In lesser hands, Tracks might have been a mawkish lesson about the indomitable power of the human spirit, an against-all-odds epic with a major name connected to rev up box office torque and with the facts left trampled underfoot. 

Instead, director John Curran takes a beautifully understated approach to the remarkable true story of how, aged 25, Australian woman Robyn Davidson took a 1,700 mile solo trek across the Australian desert in 1977.

With only four camels and her dog, she set out on a nine-month odyssey of extremes, both physical and spiritual, that did indeed prove the indomitable power of the human spirit. However, the epiphanies are never overdone and in the lead role, Mia Wasikowska is superb, the searing heat turning her skin raw and blistered as she walks ever on, a tiny figure, dwarfed by an almost alien landscape.    

One of the great strengths of Tracks is that it's not to afraid to show that the prickly and complex Davidson could be very hard work indeed. She seems to revel in her existentialism and her actual reasons for the journey are left largely unexplored ("Because it's there" she shrugs at one point to her incredulous friends). We are, however, left in no doubt that she rejects the conventions of society and exercises a tetchy Garboesque hauteur under her tomboy demeanour.

Click on the video link above to watch Alan Corr's interview with Mia Wasikowska.

Along the way, Davidson deals with attacking bull camels and poison dumped by unethical industrialists, but it is the kindness of strangers that seem to present her with her greatest challenge. Interloping Outback tourists are an occasional obstacle and an overly eager National Geographic photographer (played with great presence by Adam Driver) is clearly another irritant to be tolerated as he drops in along the way.
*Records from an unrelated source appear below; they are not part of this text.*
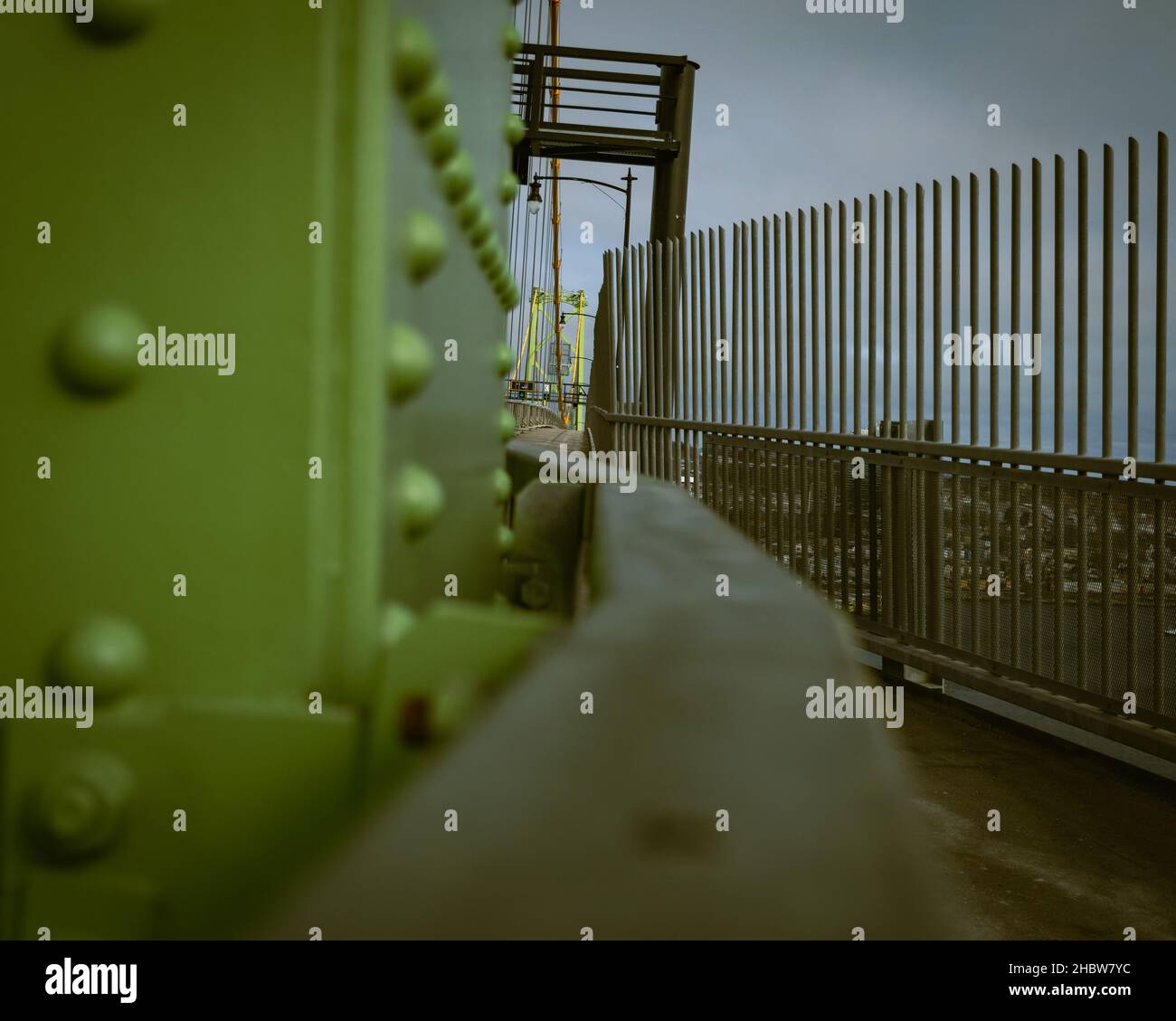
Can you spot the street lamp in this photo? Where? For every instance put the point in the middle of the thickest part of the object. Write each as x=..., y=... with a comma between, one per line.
x=536, y=198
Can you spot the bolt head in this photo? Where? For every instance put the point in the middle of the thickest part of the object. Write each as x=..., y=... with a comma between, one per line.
x=97, y=353
x=78, y=810
x=414, y=57
x=423, y=246
x=102, y=652
x=408, y=363
x=418, y=500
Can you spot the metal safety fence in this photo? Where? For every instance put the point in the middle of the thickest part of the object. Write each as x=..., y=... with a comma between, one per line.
x=895, y=460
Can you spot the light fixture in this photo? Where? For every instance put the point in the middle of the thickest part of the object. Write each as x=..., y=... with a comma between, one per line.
x=534, y=199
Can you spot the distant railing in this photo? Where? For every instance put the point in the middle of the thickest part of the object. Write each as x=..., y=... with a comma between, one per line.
x=742, y=379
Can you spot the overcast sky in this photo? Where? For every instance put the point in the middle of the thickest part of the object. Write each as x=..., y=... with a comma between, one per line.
x=834, y=106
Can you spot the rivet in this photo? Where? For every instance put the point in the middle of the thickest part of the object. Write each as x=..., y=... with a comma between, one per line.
x=418, y=500
x=441, y=144
x=457, y=178
x=457, y=700
x=504, y=359
x=508, y=187
x=106, y=653
x=414, y=57
x=512, y=43
x=501, y=485
x=98, y=351
x=114, y=20
x=408, y=363
x=424, y=246
x=507, y=429
x=426, y=109
x=398, y=620
x=77, y=812
x=514, y=131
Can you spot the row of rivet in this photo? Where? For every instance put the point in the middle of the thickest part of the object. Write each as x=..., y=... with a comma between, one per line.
x=418, y=494
x=424, y=93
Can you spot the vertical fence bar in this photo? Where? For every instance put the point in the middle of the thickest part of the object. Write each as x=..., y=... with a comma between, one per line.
x=994, y=405
x=1108, y=366
x=1035, y=629
x=1015, y=410
x=678, y=299
x=801, y=380
x=706, y=370
x=748, y=355
x=722, y=337
x=974, y=407
x=1058, y=408
x=858, y=403
x=888, y=586
x=1133, y=410
x=661, y=353
x=935, y=479
x=842, y=466
x=830, y=501
x=1159, y=692
x=756, y=386
x=956, y=368
x=697, y=378
x=887, y=289
x=646, y=313
x=871, y=379
x=789, y=383
x=901, y=476
x=780, y=383
x=924, y=538
x=1082, y=593
x=745, y=352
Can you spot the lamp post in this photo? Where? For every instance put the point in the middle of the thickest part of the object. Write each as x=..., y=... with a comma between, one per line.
x=536, y=198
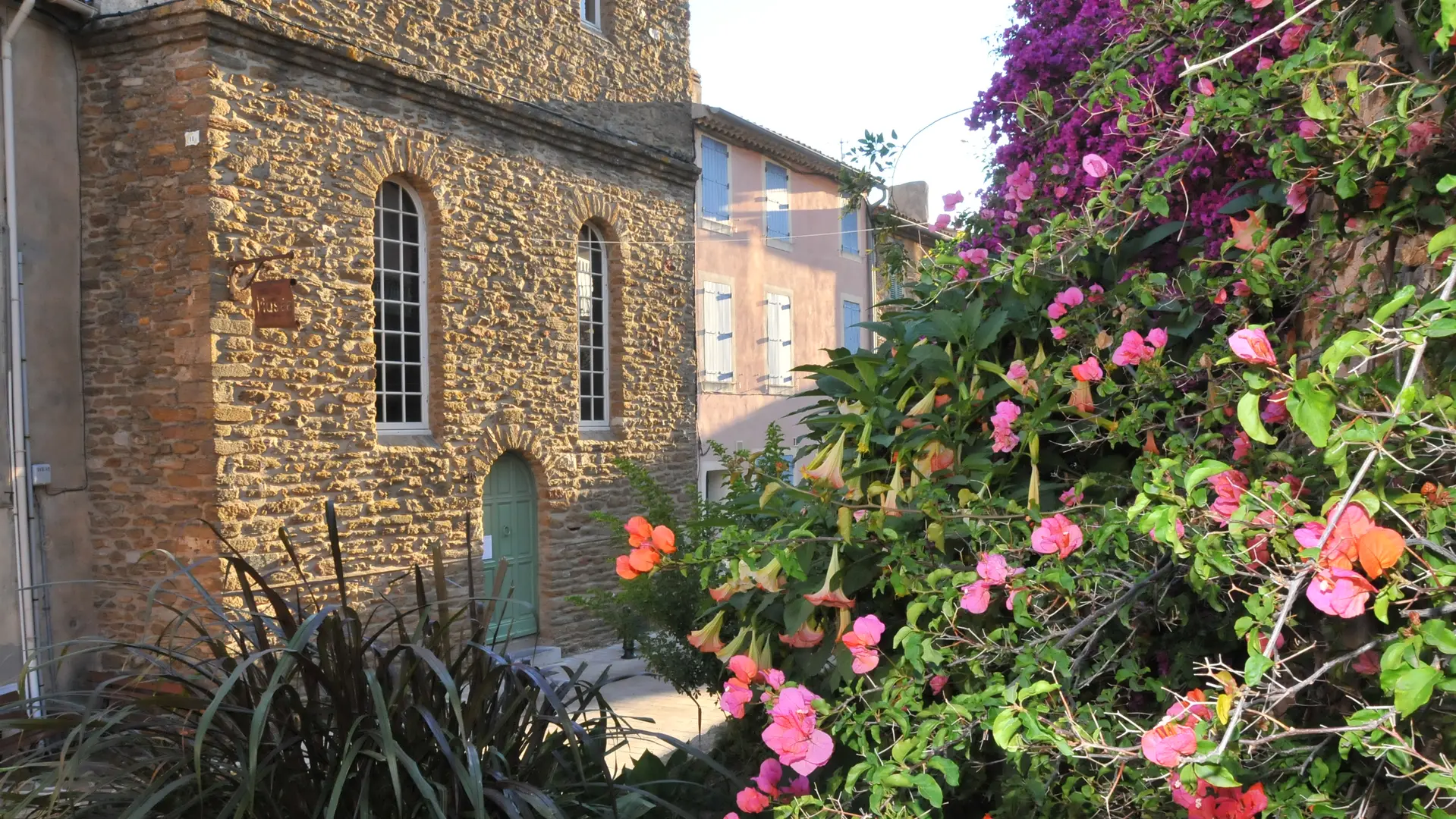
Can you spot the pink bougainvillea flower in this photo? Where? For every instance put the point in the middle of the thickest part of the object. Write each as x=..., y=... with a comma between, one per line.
x=1229, y=488
x=806, y=638
x=1096, y=166
x=1340, y=592
x=974, y=256
x=1002, y=437
x=1071, y=297
x=1056, y=535
x=736, y=697
x=1294, y=38
x=1253, y=347
x=993, y=570
x=1242, y=447
x=863, y=641
x=706, y=639
x=771, y=774
x=753, y=802
x=1297, y=196
x=794, y=733
x=1169, y=744
x=1133, y=351
x=1090, y=370
x=1421, y=133
x=1247, y=231
x=976, y=597
x=1191, y=709
x=1343, y=548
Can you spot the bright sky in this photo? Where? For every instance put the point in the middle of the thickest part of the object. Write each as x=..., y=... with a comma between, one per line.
x=823, y=71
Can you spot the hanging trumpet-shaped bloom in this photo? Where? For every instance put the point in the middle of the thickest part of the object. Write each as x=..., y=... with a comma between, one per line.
x=830, y=595
x=706, y=639
x=769, y=578
x=829, y=466
x=806, y=638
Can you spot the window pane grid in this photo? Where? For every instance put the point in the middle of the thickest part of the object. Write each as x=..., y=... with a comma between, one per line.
x=715, y=179
x=592, y=320
x=399, y=328
x=776, y=185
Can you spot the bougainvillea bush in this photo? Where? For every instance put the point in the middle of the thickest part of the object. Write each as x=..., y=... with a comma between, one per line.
x=1140, y=505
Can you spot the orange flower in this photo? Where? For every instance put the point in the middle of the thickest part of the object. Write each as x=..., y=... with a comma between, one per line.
x=640, y=532
x=665, y=540
x=1245, y=231
x=1379, y=551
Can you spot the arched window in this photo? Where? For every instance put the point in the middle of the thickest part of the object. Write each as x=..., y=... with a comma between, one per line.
x=592, y=316
x=401, y=375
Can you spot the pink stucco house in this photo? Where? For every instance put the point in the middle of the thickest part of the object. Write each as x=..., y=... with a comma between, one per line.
x=784, y=274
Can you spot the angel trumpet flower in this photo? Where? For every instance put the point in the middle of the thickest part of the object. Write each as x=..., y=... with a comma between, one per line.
x=706, y=638
x=830, y=595
x=829, y=466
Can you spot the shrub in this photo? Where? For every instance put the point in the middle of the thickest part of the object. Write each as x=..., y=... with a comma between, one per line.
x=256, y=706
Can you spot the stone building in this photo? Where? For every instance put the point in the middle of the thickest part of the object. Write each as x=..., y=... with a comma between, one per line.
x=485, y=210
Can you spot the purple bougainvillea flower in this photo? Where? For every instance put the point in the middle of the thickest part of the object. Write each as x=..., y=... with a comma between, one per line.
x=1096, y=166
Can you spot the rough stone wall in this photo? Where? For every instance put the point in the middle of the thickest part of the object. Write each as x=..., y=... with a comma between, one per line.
x=291, y=153
x=146, y=348
x=632, y=77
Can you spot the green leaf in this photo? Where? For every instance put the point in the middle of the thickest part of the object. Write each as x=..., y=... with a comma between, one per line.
x=1203, y=472
x=1401, y=300
x=1312, y=410
x=1005, y=728
x=1442, y=240
x=929, y=789
x=1414, y=687
x=1439, y=635
x=1251, y=421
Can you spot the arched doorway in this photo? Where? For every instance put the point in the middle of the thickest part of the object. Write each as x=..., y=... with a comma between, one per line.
x=508, y=518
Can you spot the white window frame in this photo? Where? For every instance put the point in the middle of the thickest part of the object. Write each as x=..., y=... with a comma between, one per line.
x=858, y=233
x=781, y=300
x=380, y=391
x=600, y=277
x=771, y=206
x=590, y=14
x=711, y=221
x=727, y=373
x=844, y=326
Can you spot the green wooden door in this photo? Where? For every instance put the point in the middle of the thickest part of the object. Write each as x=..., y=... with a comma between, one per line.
x=508, y=518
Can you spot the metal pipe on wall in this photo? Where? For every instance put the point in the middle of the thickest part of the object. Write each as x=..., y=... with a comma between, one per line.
x=22, y=508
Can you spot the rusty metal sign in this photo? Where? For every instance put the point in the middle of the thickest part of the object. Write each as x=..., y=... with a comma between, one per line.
x=272, y=304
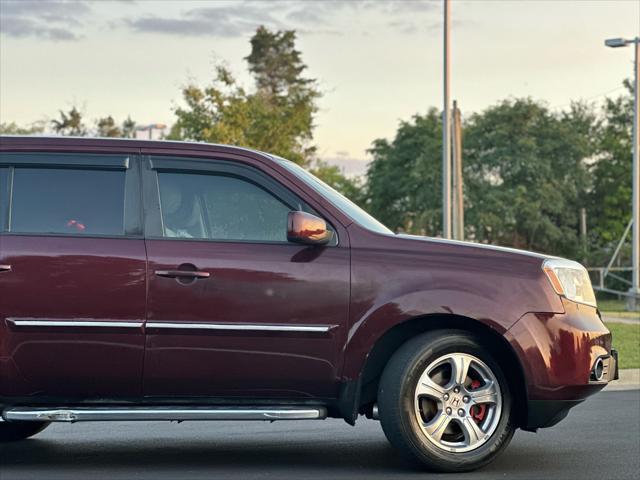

It is certainly a beautiful looking film. Shot in a bleached-out glare, scenes are often impressionistic and dreamlike capturing the heat haze of the drifting narrative very well indeed. The vastness of the Australian wilderness has already proved an irresistible draw for the likes of Nicolas Roeg in Walkabout and for Peter Weir with his haunting masterpiece Picnic at Hanging Rock and here, the parched and stark landscape is a dangerous and seductive place.

After great turns in Only Lovers Left Alive and The Double, Wasikowska really is becoming a force to be reckoned with and her still and powerful performance here marks her out for greater things to come.